Elsevier

Pattern Recognition

Volume 65, May 2017, Pages 251-264
Pattern Recognition

Improving handwritten Chinese text recognition using neural network language models and convolutional neural network shape models

https://doi.org/10.1016/j.patcog.2016.12.026Get rights and content

Highlights

  • We evaluate comprehensively neural network language models (NNLMs) and hybrid NNLMs in handwritten Chinese text recognition.

  • We apply CNNs to over-segmentation and geometric context modeling in addition to character recognition.

  • By training NNLMs on large corpus and integrating CNN shape models, we achieve new state-of-the-art performance on standard datasets.

  • We analyze the upper bound of performance of the text recognition system by calculating the lattice error rate.

Abstract

Handwritten Chinese text recognition based on over-segmentation and path search integrating multiple contexts has been demonstrated successful, wherein the language model (LM) and character shape models play important roles.

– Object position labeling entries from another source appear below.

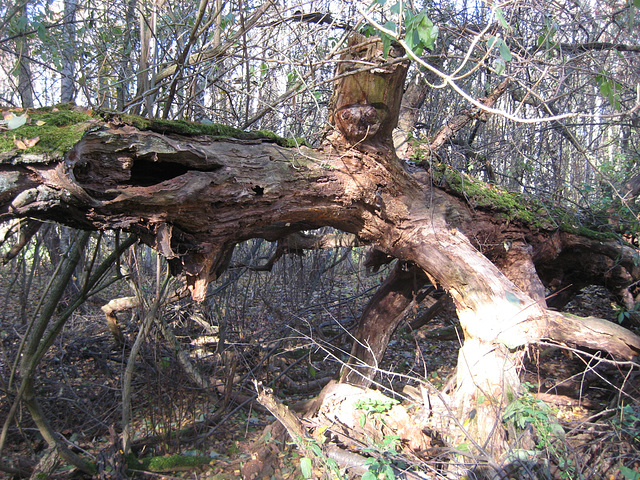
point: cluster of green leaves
(370, 406)
(420, 31)
(609, 89)
(379, 465)
(527, 410)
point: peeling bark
(194, 197)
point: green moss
(57, 128)
(167, 463)
(514, 206)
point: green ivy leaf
(306, 467)
(505, 53)
(501, 19)
(16, 121)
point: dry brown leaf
(23, 144)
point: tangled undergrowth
(579, 416)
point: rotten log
(194, 196)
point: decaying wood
(194, 197)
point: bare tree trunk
(25, 85)
(125, 71)
(67, 80)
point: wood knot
(358, 121)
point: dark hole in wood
(146, 173)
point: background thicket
(564, 128)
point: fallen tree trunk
(193, 192)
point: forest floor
(80, 380)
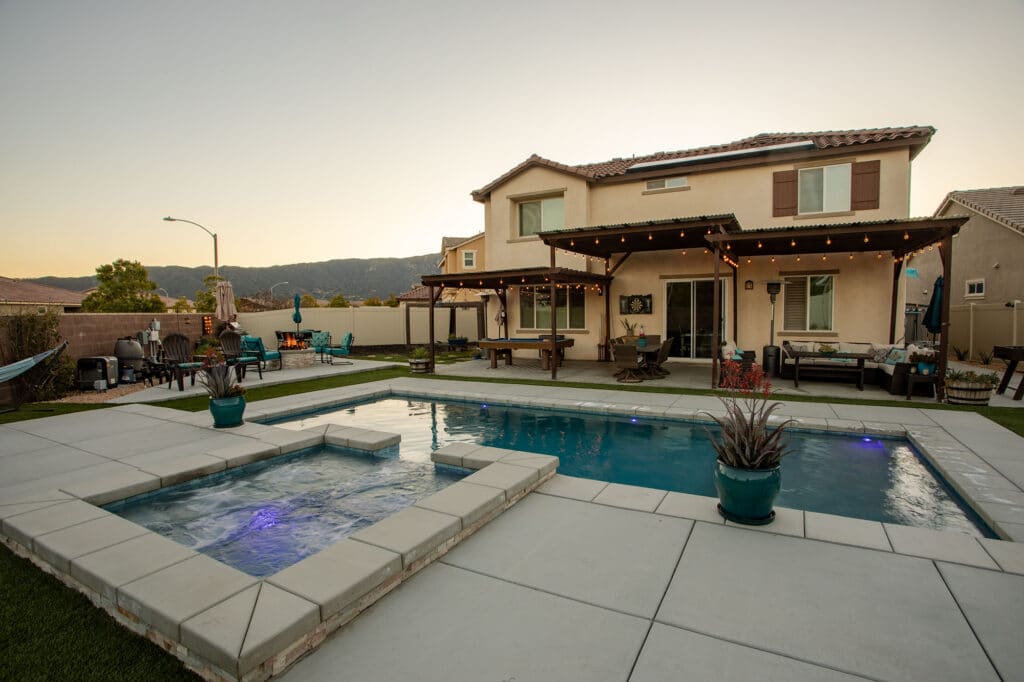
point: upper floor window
(824, 189)
(541, 216)
(668, 183)
(808, 303)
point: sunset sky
(305, 131)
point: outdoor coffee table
(839, 368)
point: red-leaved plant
(748, 441)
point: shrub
(29, 334)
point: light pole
(216, 268)
(271, 289)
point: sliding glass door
(689, 316)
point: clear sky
(304, 131)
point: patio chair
(329, 352)
(177, 351)
(655, 369)
(253, 345)
(45, 359)
(628, 365)
(230, 344)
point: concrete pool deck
(583, 580)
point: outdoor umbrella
(297, 316)
(933, 314)
(225, 301)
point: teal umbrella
(297, 316)
(933, 314)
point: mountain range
(355, 278)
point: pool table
(506, 346)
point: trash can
(771, 356)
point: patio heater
(772, 353)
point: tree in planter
(750, 449)
(206, 298)
(124, 286)
(28, 334)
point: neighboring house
(988, 261)
(20, 296)
(463, 254)
(825, 213)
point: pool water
(879, 479)
(265, 516)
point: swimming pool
(880, 479)
(265, 516)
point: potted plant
(750, 448)
(419, 360)
(924, 361)
(227, 399)
(966, 387)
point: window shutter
(865, 183)
(783, 194)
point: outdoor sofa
(888, 366)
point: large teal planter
(227, 412)
(747, 496)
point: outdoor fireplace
(293, 340)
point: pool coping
(271, 623)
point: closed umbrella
(933, 314)
(225, 301)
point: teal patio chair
(329, 352)
(253, 345)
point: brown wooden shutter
(783, 194)
(866, 178)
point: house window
(824, 189)
(535, 307)
(668, 183)
(541, 216)
(808, 303)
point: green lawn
(48, 631)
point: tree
(124, 286)
(339, 301)
(206, 298)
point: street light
(216, 269)
(272, 286)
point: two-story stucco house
(647, 238)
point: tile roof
(916, 135)
(20, 291)
(1005, 205)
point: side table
(915, 378)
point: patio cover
(500, 281)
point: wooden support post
(430, 323)
(717, 312)
(554, 320)
(897, 267)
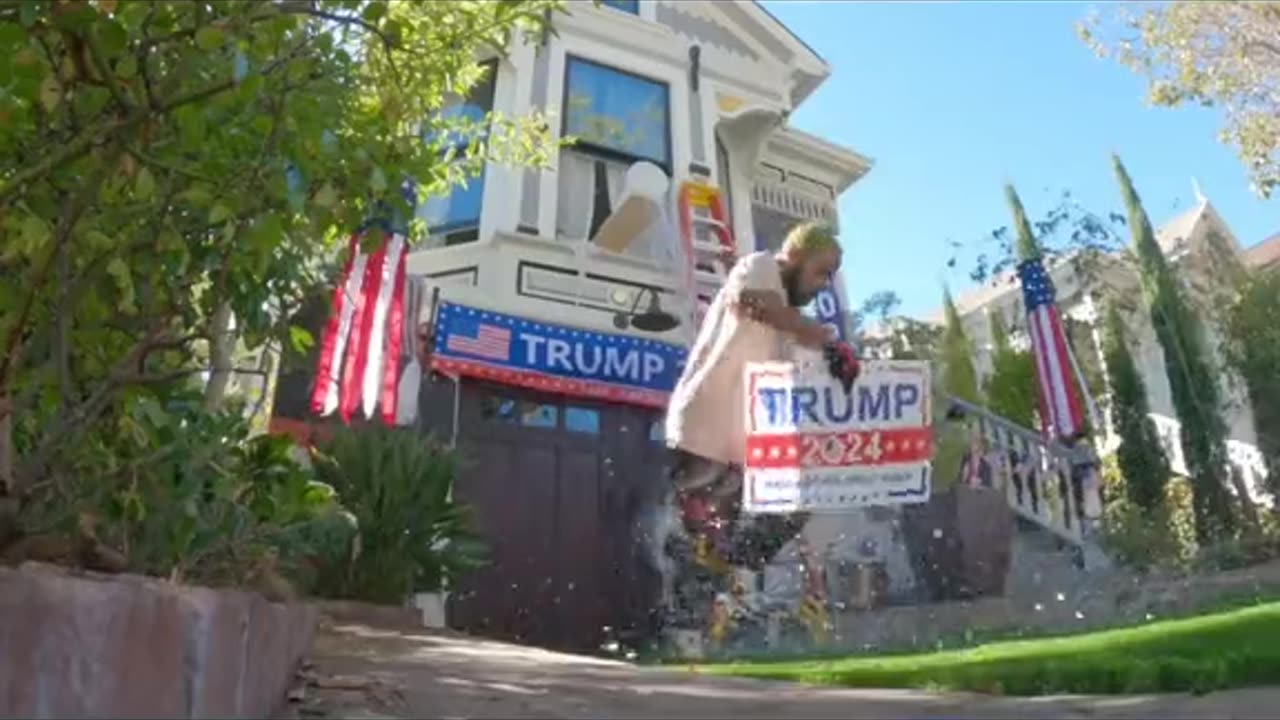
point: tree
(165, 162)
(1192, 379)
(959, 377)
(1141, 456)
(1011, 387)
(1221, 54)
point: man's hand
(766, 306)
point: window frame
(461, 232)
(606, 153)
(632, 7)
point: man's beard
(790, 282)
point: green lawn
(1230, 648)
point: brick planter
(124, 646)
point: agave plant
(411, 536)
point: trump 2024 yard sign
(813, 447)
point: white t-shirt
(705, 415)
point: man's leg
(690, 545)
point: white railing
(1037, 475)
(1244, 458)
(791, 201)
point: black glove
(842, 363)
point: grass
(1223, 650)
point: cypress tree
(1192, 379)
(1027, 246)
(1142, 459)
(959, 377)
(1011, 386)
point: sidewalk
(362, 673)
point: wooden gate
(557, 488)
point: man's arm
(768, 308)
(753, 285)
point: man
(754, 318)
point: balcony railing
(791, 201)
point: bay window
(618, 119)
(455, 218)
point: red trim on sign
(551, 383)
(840, 450)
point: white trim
(499, 180)
(792, 145)
(648, 12)
(805, 59)
(622, 33)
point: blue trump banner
(554, 358)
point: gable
(744, 30)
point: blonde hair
(807, 238)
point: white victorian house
(1188, 241)
(567, 296)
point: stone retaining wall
(122, 646)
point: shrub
(411, 536)
(176, 491)
(1157, 538)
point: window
(624, 5)
(617, 119)
(617, 114)
(455, 218)
(723, 177)
(520, 413)
(581, 420)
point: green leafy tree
(1192, 379)
(1141, 458)
(168, 165)
(1220, 54)
(1011, 387)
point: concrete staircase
(1051, 543)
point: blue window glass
(460, 209)
(625, 5)
(581, 420)
(616, 113)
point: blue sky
(952, 100)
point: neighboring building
(1188, 241)
(1264, 255)
(545, 276)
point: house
(570, 295)
(1264, 255)
(1194, 241)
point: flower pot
(960, 542)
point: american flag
(480, 340)
(1060, 408)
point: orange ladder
(708, 237)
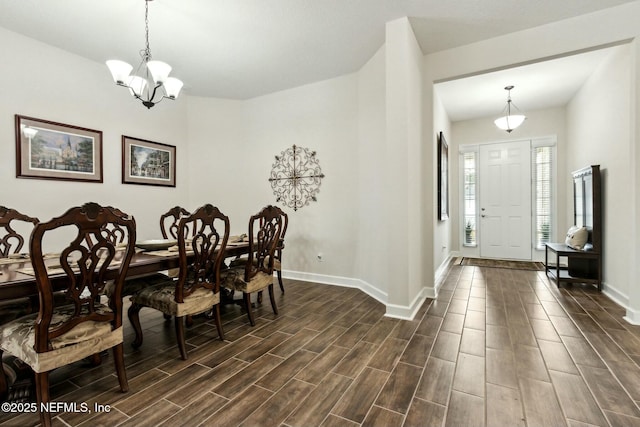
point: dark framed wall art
(50, 150)
(443, 178)
(148, 163)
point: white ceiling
(240, 49)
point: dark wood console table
(564, 273)
(582, 266)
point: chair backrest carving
(210, 233)
(169, 222)
(91, 258)
(9, 237)
(265, 229)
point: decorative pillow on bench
(576, 237)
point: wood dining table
(16, 283)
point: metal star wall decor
(295, 177)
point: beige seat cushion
(87, 338)
(233, 278)
(162, 297)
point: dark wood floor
(498, 347)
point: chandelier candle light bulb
(139, 83)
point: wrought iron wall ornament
(295, 177)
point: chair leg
(4, 388)
(118, 360)
(42, 396)
(279, 272)
(247, 305)
(218, 320)
(273, 300)
(134, 319)
(180, 337)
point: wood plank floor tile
(621, 420)
(137, 401)
(198, 412)
(423, 413)
(361, 395)
(606, 347)
(541, 407)
(399, 389)
(281, 374)
(582, 352)
(263, 347)
(356, 360)
(153, 415)
(317, 405)
(446, 346)
(470, 374)
(530, 364)
(521, 359)
(353, 335)
(608, 392)
(278, 407)
(465, 410)
(380, 417)
(504, 407)
(237, 410)
(319, 367)
(576, 399)
(380, 330)
(333, 421)
(564, 326)
(389, 353)
(501, 368)
(247, 376)
(557, 357)
(544, 330)
(325, 338)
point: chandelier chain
(146, 53)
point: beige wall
(599, 132)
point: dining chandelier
(151, 82)
(509, 121)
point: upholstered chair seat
(85, 339)
(197, 287)
(254, 273)
(71, 324)
(162, 297)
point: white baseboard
(395, 311)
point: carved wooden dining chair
(12, 224)
(277, 262)
(169, 222)
(82, 326)
(9, 237)
(197, 289)
(255, 273)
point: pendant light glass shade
(510, 121)
(150, 83)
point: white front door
(505, 200)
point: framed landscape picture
(148, 163)
(50, 150)
(443, 178)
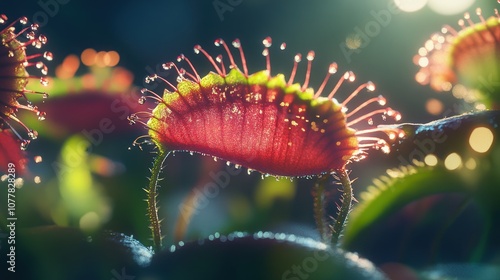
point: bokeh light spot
(452, 161)
(430, 160)
(88, 57)
(481, 139)
(471, 164)
(449, 7)
(410, 5)
(434, 106)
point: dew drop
(41, 116)
(370, 86)
(297, 58)
(48, 55)
(168, 65)
(30, 35)
(24, 144)
(267, 42)
(33, 134)
(44, 81)
(381, 100)
(38, 159)
(332, 69)
(310, 55)
(218, 42)
(42, 39)
(237, 44)
(132, 119)
(37, 44)
(219, 58)
(197, 49)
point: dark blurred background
(149, 33)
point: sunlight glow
(450, 7)
(410, 5)
(481, 139)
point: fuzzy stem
(319, 204)
(152, 202)
(345, 207)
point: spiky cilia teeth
(15, 61)
(284, 95)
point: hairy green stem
(345, 207)
(152, 200)
(319, 204)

Although back-off N-gram LMs (BLMs) have been used dominantly for decades, they suffer from the data sparseness problem, especially for high-order LMs. Recently, neural network LMs (NNLMs) have been applied to handwriting recognition with superiority to BLMs. With the aim of improving Chinese handwriting recognition, this paper evaluates the effects of two types of character-level NNLMs, namely, feedforward neural network LMs (FNNLMs) and recurrent neural network LMs (RNNLMs). Both FNNLMs and RNNLMs are also combined with BLMs to construct hybrid LMs. For fair comparison with BLMs and a state-of-the-art system, we evaluate in a system with the same character over-segmentation and classification techniques as before, and compare various LMs using a small text corpus used before. Experimental results on the Chinese handwriting database CASIA-HWDB validate that NNLMs improve the recognition performance, and hybrid RNNLMs outperform the other LMs. To report a new benchmark, we also evaluate selected LMs on a large corpus, and replace the baseline character classifier, over-segmentation, and geometric context models with convolutional neural network (CNN) based models. The performance on both the CASIA-HWDB and the ICDAR-2013 competition dataset are improved significantly. On the CASIA-HWDB test set, the character-level accurate rate (AR) and correct rate (CR) achieve 95.88% and 95.95%, respectively.

Introduction

For the past 40 years, the field of handwritten Chinese text recognition (HCTR) has observed tremendous progresses [1], [2]. However, it remains a challenging problem due to the diversity of writing styles, the character segmentation difficulty, large character set and unconstrained language domain. The recognition approach based on over-segmentation by integrating character classifier, geometric and linguistic context models has been demonstrated successful in handwritten text recognition [3], among which both the linguistic context model (i.e., language model) and the character shape models are of great importance.

Statistical language models, which give the prior probability of a sequence of characters or words, play an important role in many applications such as character and speech recognition, machine translation and information retrieval, etc. Although back-off N-gram language models (BLMs) were proposed over 20 years ago [4], [5] and have been used in handwritten text recognition for more than 10 years, they are still considered as a favorable choice and have performed superiorly for decades. BLMs have been widely applied in a vast variety of text recognition systems [3], [6], [7], [8], [9], [10], [11], [12], [13], and have boosted the recognition performance substantially.

Generally, higher order language models can capture longer context patterns so as to estimate the sequence probability more accurately. Carpenter [14] found that the performance of character N-gram can be significantly improved until 8-gram, given sufficient training samples. However, traditional BLMs suffer from the data sparseness problem, as the number of parameters increases exponentially with the length of the context (i.e., the curse of dimensionality), preventing these models from estimating context stably. Recently, a new type of language model called neural network language model (NNLM) has been proposed to address the data sparseness based on a continuous representation of words [15], and achieves great perplexity reduction compared with BLMs. Since then, NNLMs have been successfully used in speech recognition [16], [17], machine translation [18], [19], and handwriting recognition [20], [21]. Meanwhile, many extensions of NNLMs and related algorithms have been proposed, with the aim of improving the model performance [17], [22], [23], [24], [25] or reducing the time complexity [26], [27], [28], [29]. Particularly, the previous work has focused on either feedforward NNLMs (FNNLMs) [15], [16], [18], [19], [20], [21] or recurrent NNLMs (RNNLMs) [17], [28], [30], [31]. Nevertheless, to the best of our knowledge, except for our previous work on FNNLMs [21], there is no systematic evaluation of NNLMs for over-segmentation based text recognition systems.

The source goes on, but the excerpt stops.